Nature has a secret world deep in its soil that only now science is getting to know, but I knew some of it as a child, playing in the dirt. I was lucky to live in the country until I was ten. And even afterwards, it was nature to which I flew — ran to — for my personal health. As a teenager in Santa Barbara, the worst of years, my best friend had two horses. We lived in the foothills, and every day after school we took her horses up higher into the mountains along trails, horses struggling with their footing, rocks slipping. We’d find streams, mottled with sunshine and shade, where we could listen to that voice as expressed by Nature, the rippling of water across the rocks as it rubbed against river banks. A symphony of sounds.
I often feel the problem of the world is that people live in concrete jungles. They don’t touch nature; they are not one with it. I live in a small 27-foot van on acreage at the dead end of a road; it’s dark inside that van, and inside of that darkness my thoughts in-dwell, too often finding criticism — of mankind mostly. But I never criticize or judge nature. I love its hurricanes. I love that its voice, Mother’s voice, is speaking up in a voice that humans, who can’t control it, feel is destructive: a voice of tornadoes and hurricanes and fires and floods and ravaging ways where Mother is reprimanding those who have trod on her, violated her; who refused to walk with her, or speak with her, commune with her, to help heal with her or let her heal them.
Yes, it’s all so-called destructive, and yet it’s not. It’s nature doing what nature does. And mankind screaming that it can’t control what nature does. I laugh. I think good on,you, Mother, for finally spanking your “last thought,” those children of humankind that evolved out of your simplest thoughts: the amoebas and bacterias, the globs that grew into more diverse forms. I think, okay, you’re a truly loving mother to try to clean up the mess that those errant children made.
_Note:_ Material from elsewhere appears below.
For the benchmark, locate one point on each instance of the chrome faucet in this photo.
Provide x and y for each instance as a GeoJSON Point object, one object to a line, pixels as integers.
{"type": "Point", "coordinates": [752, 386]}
Yes, I could well be subject of your wrath some day. I could be in the path of that tornado or fire. But in my simplicity, I don’t walk in high heels; I don’t wear the tight skirts and restricting shirts that prevent my free movement. I don’t live in concrete jungles where nothing can survive. I try to dress more in harmony and to be able to walk in your beauty down your paths or, if need be, flee your wrath. If you take me down, I also accept that that’s part of nature; it’s part of my nature that I was born, get sick, and I will die.
Sometimes I think you, Mother, would appreciate me dying soon so there’s fewer of us on this earth so that maybe, maybe some of your more precious children — all the plants and animals — have a chance to survive. But for now, you let me rock in your arms, daily. I hold your ethereal essence as you hold me in your physical form. I watch you rain and give water to all around me — sometimes too much here. I watch the ants and bees and fungi and mosquitos and beetles and all your other creations do what they do. I watch your dance across the grass outside my window, and I watch the deer come almost to my door, which I can see only through the little rear windows of my van, which is, as is your right, getting covered with moss and pollen now. I’ll let you breathe me as you are my breath.